Bank of Japan Governor Haruhiko Kuroda said Japan's wages and prices remained weak even as the real economy was on a solid footing, Reuters reported.
Kuroda, who spoke before parliament on Feb. 28, said real wage growth was lagging behind improving labor productivity.
Latest government data showed real wages in Japan in December 2017 fell 0.5% year over year, the largest decline in five months, complicating the central bank's aim of achieving its 2% inflation target. Core consumer prices rose an annual 0.9% in January, still well below the target.
Given that the BOJ's inflation target remains elusive, board member Goushi Kataoka cautioned against a premature exit from BOJ's aggressive monetary easing as he reiterated his call to ramp up stimulus, Reuters reported March 1.

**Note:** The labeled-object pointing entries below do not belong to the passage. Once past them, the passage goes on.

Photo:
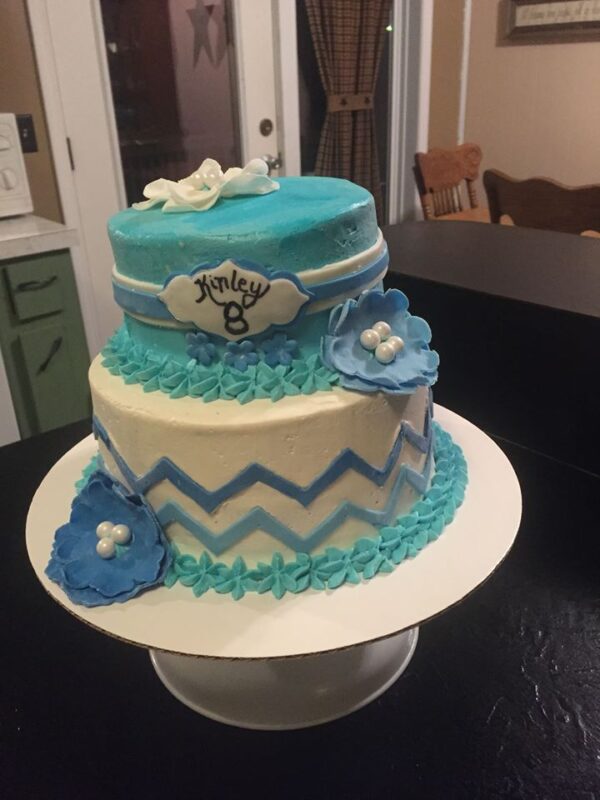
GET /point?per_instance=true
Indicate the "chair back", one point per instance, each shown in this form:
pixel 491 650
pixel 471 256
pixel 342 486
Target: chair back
pixel 439 175
pixel 542 203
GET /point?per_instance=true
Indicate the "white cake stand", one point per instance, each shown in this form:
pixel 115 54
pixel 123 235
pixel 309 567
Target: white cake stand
pixel 307 658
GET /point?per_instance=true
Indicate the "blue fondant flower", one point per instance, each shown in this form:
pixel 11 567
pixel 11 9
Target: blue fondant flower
pixel 413 366
pixel 279 350
pixel 201 348
pixel 86 577
pixel 240 355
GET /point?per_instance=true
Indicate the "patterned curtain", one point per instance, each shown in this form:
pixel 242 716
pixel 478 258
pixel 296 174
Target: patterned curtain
pixel 348 36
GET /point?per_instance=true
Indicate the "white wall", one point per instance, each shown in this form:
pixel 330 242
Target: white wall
pixel 534 109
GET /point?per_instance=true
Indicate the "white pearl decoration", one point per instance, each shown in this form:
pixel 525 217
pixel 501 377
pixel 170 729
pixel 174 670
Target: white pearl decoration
pixel 385 353
pixel 106 547
pixel 120 534
pixel 383 329
pixel 396 341
pixel 104 529
pixel 370 339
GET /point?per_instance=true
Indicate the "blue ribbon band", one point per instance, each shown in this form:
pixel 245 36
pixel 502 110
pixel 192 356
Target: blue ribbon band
pixel 149 305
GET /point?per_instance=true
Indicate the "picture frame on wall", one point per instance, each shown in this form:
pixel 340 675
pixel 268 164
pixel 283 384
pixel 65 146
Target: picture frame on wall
pixel 547 21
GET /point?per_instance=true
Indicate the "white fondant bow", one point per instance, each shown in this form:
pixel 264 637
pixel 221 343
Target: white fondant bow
pixel 201 190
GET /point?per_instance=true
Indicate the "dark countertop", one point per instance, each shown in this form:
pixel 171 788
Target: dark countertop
pixel 500 701
pixel 558 270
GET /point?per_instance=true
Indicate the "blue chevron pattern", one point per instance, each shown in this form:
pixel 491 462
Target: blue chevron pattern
pixel 165 469
pixel 259 519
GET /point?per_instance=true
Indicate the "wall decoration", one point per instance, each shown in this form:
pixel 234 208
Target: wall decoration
pixel 538 21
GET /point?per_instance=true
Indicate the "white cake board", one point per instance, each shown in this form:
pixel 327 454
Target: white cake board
pixel 251 684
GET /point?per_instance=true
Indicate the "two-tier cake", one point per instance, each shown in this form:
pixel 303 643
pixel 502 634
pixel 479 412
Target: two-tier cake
pixel 264 414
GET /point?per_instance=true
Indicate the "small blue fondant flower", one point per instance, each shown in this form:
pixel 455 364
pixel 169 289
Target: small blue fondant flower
pixel 86 577
pixel 413 366
pixel 279 350
pixel 201 348
pixel 240 355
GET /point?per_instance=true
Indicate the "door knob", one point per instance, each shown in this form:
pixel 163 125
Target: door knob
pixel 272 162
pixel 8 179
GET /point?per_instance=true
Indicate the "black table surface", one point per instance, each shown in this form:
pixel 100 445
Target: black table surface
pixel 502 697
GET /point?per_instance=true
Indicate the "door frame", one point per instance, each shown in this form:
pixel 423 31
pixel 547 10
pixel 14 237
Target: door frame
pixel 63 99
pixel 410 79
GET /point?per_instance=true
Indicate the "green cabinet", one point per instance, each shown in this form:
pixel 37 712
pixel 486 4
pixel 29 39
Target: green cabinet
pixel 43 342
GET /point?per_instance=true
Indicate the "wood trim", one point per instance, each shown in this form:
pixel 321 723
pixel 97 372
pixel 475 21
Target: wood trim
pixel 45 60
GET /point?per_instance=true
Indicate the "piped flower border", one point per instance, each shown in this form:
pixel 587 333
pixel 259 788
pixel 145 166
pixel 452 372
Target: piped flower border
pixel 367 558
pixel 135 364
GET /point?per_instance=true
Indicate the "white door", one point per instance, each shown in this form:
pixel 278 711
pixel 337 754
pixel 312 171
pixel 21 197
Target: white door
pixel 142 89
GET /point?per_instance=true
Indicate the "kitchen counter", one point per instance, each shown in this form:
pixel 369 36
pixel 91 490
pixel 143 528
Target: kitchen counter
pixel 28 234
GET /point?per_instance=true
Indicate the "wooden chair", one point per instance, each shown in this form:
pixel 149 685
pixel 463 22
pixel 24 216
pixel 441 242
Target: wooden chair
pixel 439 175
pixel 543 203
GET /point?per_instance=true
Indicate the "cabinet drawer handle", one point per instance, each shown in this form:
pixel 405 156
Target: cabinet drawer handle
pixel 33 286
pixel 54 348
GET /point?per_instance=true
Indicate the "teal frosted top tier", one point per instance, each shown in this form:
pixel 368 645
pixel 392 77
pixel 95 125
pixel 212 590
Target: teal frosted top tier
pixel 308 223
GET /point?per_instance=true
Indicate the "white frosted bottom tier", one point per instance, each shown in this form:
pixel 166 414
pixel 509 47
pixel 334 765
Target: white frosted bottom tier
pixel 259 625
pixel 250 480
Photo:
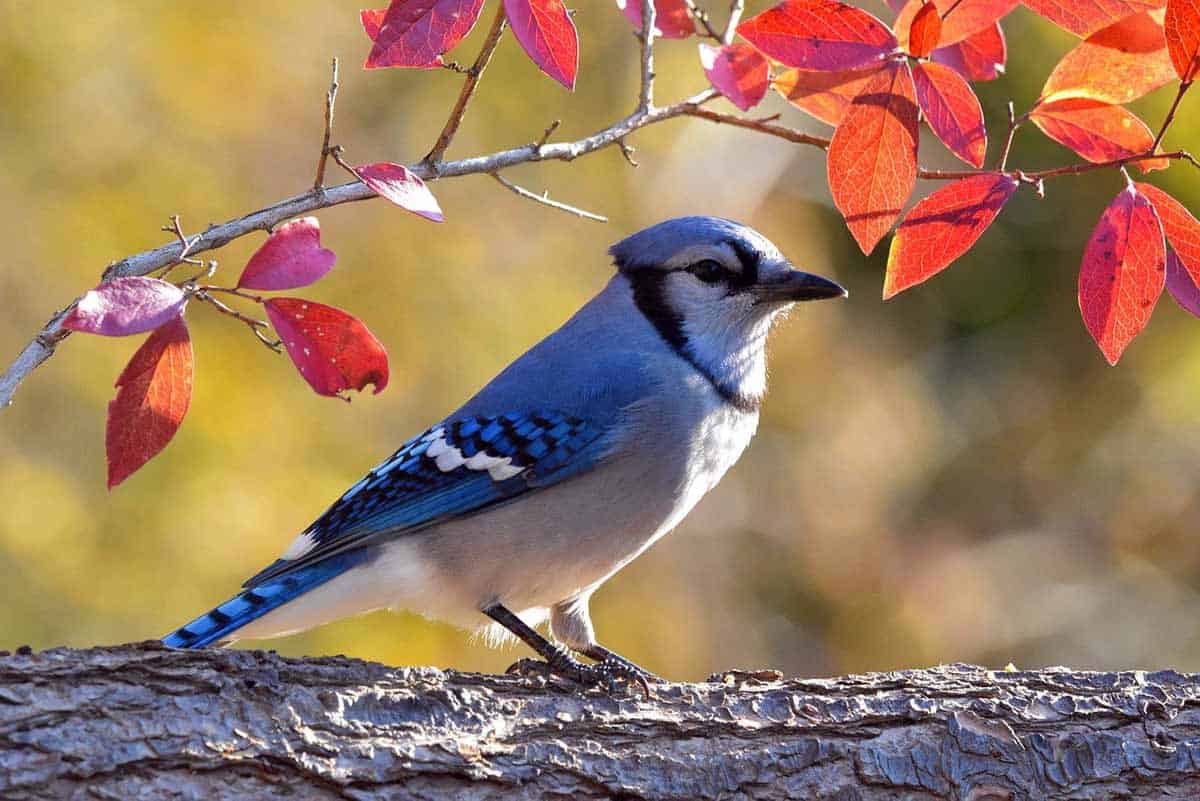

Speaking before business leaders in Okayama in western Japan, he said, "The inflation environment in Japan differs substantially from that in the U.S. and major countries in Europe. I believe that, in Japan, there is still a long way to go before considering a change in monetary policy stance."
Kataoka is the sole dissenter to the central bank's decisions to keep monetary policy steady, arguing for a more aggressive policy to achieve the bank's 2% inflation target by March 2020.
Kuroda, however, maintains that when the BOJ begins normalizing monetary policy, it will be a "very gradual" process. Kuroda cited the U.S. Federal Reserve as an example of a central bank slowly exiting from quantitative easing and normalizing monetary policy while remaining vigilant to risks to the outlook.